Flagler Steakhouse
Old Palm Beach Power, Serious Bottle Depth
Palm Beach · Palm Beach · Steak House · Visit Website ↗
Reviewed April 7, 2026
Wingman Metrics
First Impression
You walk into Flagler Steakhouse and the room does exactly what it's supposed to — dramatic beamed ceilings, red-white-and-blue prep-luxe palette, oversized chandeliers — and so does the wine list. It's thick, serious, and built for people who know what they want. This is not the place you order the house Cab and move on.
Selection Deep Dive
With 400 to 600 selections anchored in California, France, and Italy, the list reads like a greatest-hits album for the classic steakhouse drinker — and that's a compliment. California is the backbone: Caymus Special Selection, Silver Oak, Stag's Leap, Jordan, Nickel & Nickel, Kistler Chardonnay, and yes, Screaming Eagle and Opus One for the table that wants to make an entrance. France brings the prestige weight with Château Margaux, Château Lafite Rothschild, Château Pétrus, and Domaine de la Romanée-Conti for anyone whose expense account has no ceiling. Italy earns its seat with Barolo heavyweights like Giacomo Conterno and Gaja. It's not an adventurous list by any stretch — you won't find natural wine or obscure Georgian amber here — but depth and ambition are undeniable, and the Wine Spectator Best of Award of Excellence it's held since 2014 is well-earned.
By the Glass
Twenty to thirty-five options by the glass is generous for a steakhouse of this caliber, with pours ranging from $15 up to $45 — solid spread that lets you explore without committing to a bottle. We'd expect the glass program to track the bottle list's California-forward identity, meaning Cabernet and Chardonnay will dominate. The top end of that range earns its price; don't default to the cheapest pour without asking Kaysie Rogers what's worth the step-up tonight.
Jordan Vineyard & Winery Cabernet Sauvignon — $15–$45 by the glass
Jordan is the sleeper at a list like this — consistently well-made Alexander Valley Cab that doesn't charge you the Napa premium. At a table full of Screaming Eagle and Pétrus, it's the smart order that nobody argues with.
Giacomo Conterno Barolo
Everyone at this steakhouse is reaching for California Cab, which means the Barolos from producers like Giacomo Conterno get overlooked.

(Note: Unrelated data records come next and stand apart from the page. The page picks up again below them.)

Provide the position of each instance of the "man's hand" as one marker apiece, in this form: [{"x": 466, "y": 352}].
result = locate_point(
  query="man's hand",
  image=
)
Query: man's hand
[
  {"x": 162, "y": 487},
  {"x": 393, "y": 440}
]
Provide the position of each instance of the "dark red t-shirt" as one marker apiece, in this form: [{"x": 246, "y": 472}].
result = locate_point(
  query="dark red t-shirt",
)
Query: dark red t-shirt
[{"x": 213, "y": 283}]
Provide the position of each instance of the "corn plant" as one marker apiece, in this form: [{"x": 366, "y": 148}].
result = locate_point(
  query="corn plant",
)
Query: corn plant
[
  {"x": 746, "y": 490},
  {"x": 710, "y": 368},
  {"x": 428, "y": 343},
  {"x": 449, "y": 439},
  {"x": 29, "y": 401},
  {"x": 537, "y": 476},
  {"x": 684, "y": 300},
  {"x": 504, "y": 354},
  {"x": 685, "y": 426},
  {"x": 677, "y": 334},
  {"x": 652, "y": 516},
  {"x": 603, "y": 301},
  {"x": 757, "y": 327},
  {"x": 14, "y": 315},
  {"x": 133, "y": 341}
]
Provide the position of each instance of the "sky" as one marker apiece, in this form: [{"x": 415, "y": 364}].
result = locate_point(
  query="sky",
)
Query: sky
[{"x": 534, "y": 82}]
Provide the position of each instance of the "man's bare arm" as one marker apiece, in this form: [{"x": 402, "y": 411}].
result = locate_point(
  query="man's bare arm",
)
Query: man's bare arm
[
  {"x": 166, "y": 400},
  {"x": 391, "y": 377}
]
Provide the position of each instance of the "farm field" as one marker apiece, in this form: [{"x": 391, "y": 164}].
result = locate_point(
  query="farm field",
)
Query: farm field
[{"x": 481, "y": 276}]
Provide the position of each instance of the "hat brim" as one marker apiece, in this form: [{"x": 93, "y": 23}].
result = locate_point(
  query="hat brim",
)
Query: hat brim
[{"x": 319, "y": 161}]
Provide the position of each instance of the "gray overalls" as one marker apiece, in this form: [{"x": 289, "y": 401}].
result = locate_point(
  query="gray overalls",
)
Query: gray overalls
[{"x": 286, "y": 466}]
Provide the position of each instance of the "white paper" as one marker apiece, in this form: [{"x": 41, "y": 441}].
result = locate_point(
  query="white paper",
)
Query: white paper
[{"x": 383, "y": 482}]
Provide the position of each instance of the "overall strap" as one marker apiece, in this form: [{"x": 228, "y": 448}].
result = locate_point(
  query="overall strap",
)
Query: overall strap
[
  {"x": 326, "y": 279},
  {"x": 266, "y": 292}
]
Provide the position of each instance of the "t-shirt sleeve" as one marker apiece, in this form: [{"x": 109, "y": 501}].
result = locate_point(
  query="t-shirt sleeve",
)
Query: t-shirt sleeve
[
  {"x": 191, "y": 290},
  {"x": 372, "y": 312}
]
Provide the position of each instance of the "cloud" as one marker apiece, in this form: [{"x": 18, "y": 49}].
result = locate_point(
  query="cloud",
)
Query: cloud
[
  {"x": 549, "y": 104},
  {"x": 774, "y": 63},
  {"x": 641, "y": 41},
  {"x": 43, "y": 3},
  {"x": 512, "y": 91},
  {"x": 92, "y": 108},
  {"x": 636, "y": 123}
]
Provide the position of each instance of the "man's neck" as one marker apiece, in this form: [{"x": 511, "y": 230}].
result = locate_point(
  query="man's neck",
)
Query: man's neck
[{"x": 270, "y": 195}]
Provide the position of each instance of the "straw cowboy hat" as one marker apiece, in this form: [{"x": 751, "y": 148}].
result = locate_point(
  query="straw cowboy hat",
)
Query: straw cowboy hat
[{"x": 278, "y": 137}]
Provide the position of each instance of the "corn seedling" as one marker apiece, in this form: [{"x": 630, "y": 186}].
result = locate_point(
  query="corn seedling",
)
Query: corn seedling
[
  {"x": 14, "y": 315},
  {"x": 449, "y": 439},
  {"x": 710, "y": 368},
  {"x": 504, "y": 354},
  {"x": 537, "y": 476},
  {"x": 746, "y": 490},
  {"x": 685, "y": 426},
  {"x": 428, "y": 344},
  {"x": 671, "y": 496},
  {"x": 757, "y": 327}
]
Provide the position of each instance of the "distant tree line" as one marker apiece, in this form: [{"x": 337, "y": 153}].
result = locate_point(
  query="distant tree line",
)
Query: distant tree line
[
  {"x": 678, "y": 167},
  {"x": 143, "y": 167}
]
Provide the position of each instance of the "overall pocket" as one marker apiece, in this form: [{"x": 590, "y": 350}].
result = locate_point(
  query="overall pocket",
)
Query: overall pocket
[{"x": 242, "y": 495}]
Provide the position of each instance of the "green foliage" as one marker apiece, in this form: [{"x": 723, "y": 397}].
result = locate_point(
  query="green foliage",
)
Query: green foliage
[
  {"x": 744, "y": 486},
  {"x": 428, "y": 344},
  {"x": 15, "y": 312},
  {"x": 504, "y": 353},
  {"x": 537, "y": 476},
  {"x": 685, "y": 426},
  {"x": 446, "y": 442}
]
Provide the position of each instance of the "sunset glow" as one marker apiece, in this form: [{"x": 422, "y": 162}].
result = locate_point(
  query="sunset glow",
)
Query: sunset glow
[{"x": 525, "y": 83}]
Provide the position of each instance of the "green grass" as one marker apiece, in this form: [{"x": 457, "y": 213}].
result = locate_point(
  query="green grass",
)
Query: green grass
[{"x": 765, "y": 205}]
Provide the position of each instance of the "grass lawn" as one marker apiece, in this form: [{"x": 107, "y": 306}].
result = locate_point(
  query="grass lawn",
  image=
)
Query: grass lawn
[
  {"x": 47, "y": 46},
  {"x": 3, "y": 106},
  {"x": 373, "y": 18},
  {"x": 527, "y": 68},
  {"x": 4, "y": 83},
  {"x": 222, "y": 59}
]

Traditional Conterno is built for red meat — structured, age-worthy, and a legitimate alternative to the Napa parade that most tables never consider.
Screaming Eagle Cabernet Sauvignon
Look, it's Screaming Eagle — it's extraordinary juice — but at a steakhouse in Palm Beach you are paying a full Palm Beach steakhouse markup on top of an already astronomical allocation price. Unless someone else is buying, this is a bottle better sourced elsewhere.
Stag's Leap Wine Cellars Cabernet Sauvignon + Chopped Iceberg Wedge
Hear us out: the wedge is cold, creamy, and acidic from blue cheese and dressing, and a structured Stag's Leap Cab — with its signature iron-fist-velvet-glove fruit — handles that richness without getting bulldozed. It's a better opener than most people expect.
🔥 The Bottom Line
Flagler Steakhouse is exactly what it promises — a serious, well-stocked wine program built for the Palm Beach crowd, with a sommelier who can guide you through it and enough bottle depth to reward the curious. The markups run steep, but the credentials are real and the execution is tight.